占いをなりわいとしている人はどんな本を読んでいるのか。あの人の考え方や視点はどうやって生まれたのか。本との出会いやエピソードとともに偏愛している本を紹介してもらいましょう。
占星術師/エルミス
「我が子の名前」を
生み出した本
中野京子さんの『怖い絵』(朝日出版社)が発刊された2007年、私のおなかの中には小さな命が宿っていました。
「絵」も「ちょっと怖い」も大好きだった私は、この本を手に取らずにはいられませんでした。まさか、娘の名前に大きくかかわってくることになるとはつゆ知らずに。
『怖い絵』で取り上げられているのは、視覚によるダイレクトな「怖さ」ではありません。
絵に描かれたモデルや画家本人の思いや人生、文化的背景や時代の変遷を解き明かすことで味わう知的興奮。それと同時に、何層にも塗り重ねられていた「恐怖」がひたひたと見えてくる「怖さ」です。
人の心胆をまことに寒からしめるのは、怖がらせを意図した絵より、画面には描かれてもいないのに、あるいはちゃんと画面にあって見ているというのに、見る側が少しも気づいていない絵の方ではないか。
引用:中野京子『怖い絵』(朝日出版社)
本書で紹介されている、ウィリアム・ホガースによる油絵「グラハムチルドレン」。ふっくらとした頬にあどけない瞳、こんな愛くるしい子どもたちの肖像画のどこに「恐怖」が……?
名画に隠されている、人間の奥底に横たわる暗い欲望、狂気、歪んだ愛情、残忍な支配者や自由のない社会階層、一瞬で幸福を流し去る潮の変わり目……。
さまざまな「恐怖」のなかでも一番怖かったのが、「生と死が隣り合わせ」であることでした。
本書で紹介されている名画が描かれた16世紀から19世紀の西洋では、死産や産褥死が珍しいことではなく、無事に生まれてきても成人まで育つ子はほんのわずか。
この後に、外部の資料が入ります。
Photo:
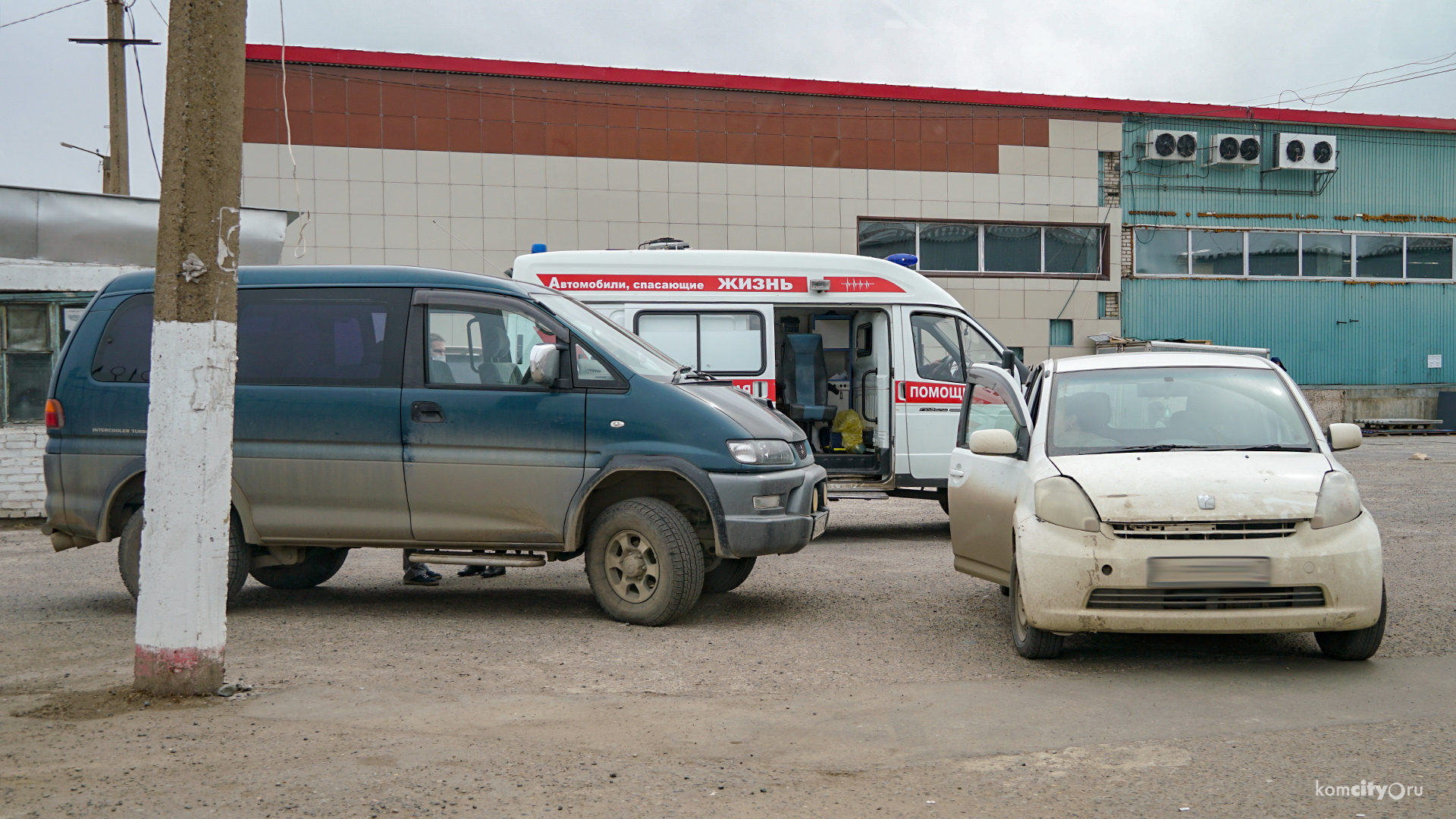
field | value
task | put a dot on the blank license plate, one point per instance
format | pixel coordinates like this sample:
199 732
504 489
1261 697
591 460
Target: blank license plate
1207 572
成人しても疫病、戦争、飢餓、処刑、拷問、虐殺の中を生き抜いていかなければいけない。
文字通り、明日をも知れぬ命であり、「死は日常」でした。
今までだって「死」を感じることはあったのに、なぜかこの本では痛いほど間近に感じました。著者の臨場感あふれる語り口に、自分が絵に描かれたその場にいたかのように感じながら物語を読み進めていたからかもしれません。
それとも、自分以外の「生」を身体に宿して、身を守ろうとする意識が強くなっていたからでしょうか。とにかく、自分たちの存在のもろさに気づいて、うすら寒くなりました。
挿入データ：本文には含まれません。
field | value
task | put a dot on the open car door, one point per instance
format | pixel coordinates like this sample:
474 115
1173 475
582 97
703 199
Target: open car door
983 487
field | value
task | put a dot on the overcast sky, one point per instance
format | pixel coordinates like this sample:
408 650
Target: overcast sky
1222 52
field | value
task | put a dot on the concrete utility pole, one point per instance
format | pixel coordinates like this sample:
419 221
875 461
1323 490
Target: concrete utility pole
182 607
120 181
しかし、「死」を意識することで、今ある「生」のありがたさも強く実感することになったのです。
さらに、今よりずっと過酷な時代を生き抜き、そして次の世代へ連綿と「生」を受け渡してきた先人たちにまで思いを馳せると、感嘆、感謝、敬意……いろいろな気持ちが湧いてきました。
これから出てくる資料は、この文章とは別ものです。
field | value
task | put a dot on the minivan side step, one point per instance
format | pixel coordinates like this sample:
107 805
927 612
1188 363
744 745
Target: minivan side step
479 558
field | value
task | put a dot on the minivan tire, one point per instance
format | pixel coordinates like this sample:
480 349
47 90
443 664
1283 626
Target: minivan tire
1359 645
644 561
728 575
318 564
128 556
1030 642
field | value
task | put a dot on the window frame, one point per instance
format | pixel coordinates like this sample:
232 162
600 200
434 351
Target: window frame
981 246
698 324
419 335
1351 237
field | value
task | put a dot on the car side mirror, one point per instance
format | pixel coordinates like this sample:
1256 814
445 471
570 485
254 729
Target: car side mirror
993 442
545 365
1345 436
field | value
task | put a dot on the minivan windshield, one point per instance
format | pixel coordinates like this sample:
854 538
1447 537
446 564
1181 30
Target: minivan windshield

死の恐怖を感じるときほど生きる実感を得られることはない。
引用:中野京子『怖い絵』(朝日出版社)
数か月後、「生」を引き継いで無事生まれてきてくれた娘には、ご先祖さまが「生」をつないでくれた証となるような名前を贈ることとなりました。
「怖い」のに魅惑的な物語の数々。その後も『怖い絵』シリーズほかをいろいろと愛読しています。怖ければ怖いほど「生」が輝いて見えるからかもしれません。
さて、このお話にはちょっと続きがあります。
ずっとずっと後に、占星術を学び始めた私がサビアンシンボル※を調べていたときのこと。
娘の生命を表す太陽の度数に書いてあったタイトルは「先祖の委員会」。
不思議な偶然に驚いたのは言うまでもありません。